Nota do blog: Querido Anibal, há dez anos estava dirigindo o Hospital de Custódia e Tratamento Psiquiátrico de Estado do Amazonas, lugar onde a palavra, quando não era negada, era domesticada. Ali criei um jornal chamado "Céu Azul", de existência efêmera, numa dessas tentativas enlouquecidas de fazer a palavra circular. Como vês, ainda hoje essa é minha sina.
* * *
EPÍSTOLA DE NATAL
Aníbal Beça ©
Palavra por que me persegues?
Por que insistes com a cunha de tua língua
chanfrar em leves lascas o doce verbo amargo?
Palavra por que me atormentas?
Por que adoças minhas velhas oiças
com promessas vivas de falidas falas?
(Os shoppings estão cheios de perdoados
assépticos do ano inteiro)
Palavra por que me fazes chorar?
Por que derramas o mel da esperanças
e as moscas varejeiras ainda hão-de voejar?
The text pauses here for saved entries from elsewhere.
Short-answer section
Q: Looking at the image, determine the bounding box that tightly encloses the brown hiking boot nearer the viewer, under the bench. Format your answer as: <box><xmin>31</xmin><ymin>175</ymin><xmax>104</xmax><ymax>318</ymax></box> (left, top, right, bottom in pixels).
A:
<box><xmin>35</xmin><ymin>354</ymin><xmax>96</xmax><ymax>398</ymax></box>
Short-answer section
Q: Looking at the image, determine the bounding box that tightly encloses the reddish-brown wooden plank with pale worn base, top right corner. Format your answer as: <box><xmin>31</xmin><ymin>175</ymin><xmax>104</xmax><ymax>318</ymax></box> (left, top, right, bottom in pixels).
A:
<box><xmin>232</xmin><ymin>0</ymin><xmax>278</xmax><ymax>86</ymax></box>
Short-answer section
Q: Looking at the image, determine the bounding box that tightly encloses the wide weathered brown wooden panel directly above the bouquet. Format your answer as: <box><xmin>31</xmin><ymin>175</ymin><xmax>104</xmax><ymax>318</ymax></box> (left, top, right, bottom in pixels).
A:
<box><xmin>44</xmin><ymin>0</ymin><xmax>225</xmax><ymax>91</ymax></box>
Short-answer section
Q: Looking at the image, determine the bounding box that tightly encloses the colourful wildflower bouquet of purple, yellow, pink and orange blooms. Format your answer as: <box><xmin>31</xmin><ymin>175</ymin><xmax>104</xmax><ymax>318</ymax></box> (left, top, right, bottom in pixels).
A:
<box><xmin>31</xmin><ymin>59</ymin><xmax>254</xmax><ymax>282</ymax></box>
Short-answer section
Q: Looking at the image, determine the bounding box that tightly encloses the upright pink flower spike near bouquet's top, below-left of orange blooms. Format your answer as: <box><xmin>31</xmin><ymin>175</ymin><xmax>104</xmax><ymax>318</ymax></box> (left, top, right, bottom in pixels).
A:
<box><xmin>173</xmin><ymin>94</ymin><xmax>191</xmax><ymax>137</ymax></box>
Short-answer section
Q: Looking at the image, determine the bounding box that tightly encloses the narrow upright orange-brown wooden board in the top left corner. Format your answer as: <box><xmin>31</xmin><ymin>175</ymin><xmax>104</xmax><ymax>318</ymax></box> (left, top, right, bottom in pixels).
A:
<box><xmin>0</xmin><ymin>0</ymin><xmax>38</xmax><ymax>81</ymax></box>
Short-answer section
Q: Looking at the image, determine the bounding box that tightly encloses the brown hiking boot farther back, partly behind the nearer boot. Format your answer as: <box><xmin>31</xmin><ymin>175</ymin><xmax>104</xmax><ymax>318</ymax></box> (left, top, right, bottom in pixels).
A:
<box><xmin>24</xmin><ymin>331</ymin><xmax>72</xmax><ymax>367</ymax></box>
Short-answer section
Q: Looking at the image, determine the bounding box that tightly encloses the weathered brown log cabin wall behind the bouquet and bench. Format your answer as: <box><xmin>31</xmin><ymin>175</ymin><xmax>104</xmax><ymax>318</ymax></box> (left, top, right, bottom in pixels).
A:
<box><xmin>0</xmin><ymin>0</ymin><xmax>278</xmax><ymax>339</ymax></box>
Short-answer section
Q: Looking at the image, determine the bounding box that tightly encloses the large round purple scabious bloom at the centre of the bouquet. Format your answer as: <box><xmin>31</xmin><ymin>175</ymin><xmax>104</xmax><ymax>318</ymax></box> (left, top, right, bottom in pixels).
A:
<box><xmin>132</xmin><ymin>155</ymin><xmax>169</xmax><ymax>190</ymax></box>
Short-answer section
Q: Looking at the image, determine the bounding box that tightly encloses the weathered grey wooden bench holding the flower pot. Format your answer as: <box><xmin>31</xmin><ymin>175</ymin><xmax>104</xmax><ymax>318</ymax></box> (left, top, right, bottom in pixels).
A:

Ah, Palavra, triste é saber Que Papai Noel é da melhoridade
não usa mais renas no entanto usa sua carteirinha
para viajar de graça no bus circular
que as árvores não se reciclam
que não há Natal para as árvores
dos moradores de rua,
catadores de lixo.
(Ainda bem que Joãoz(s)inho Trinta não mora aqui)
Ah, Palavra, mesmo assim
é preciso piscar com os teus olhos
para nos enlevar no sonho das luzinhas
da árvore da utopia
esta
sim
que não conjuga o verbo da hora reciclável
mas nos abriga no macio de suas folhas
iluminando com seu brilho verde
o nascimento do justo ser humano que há de vir.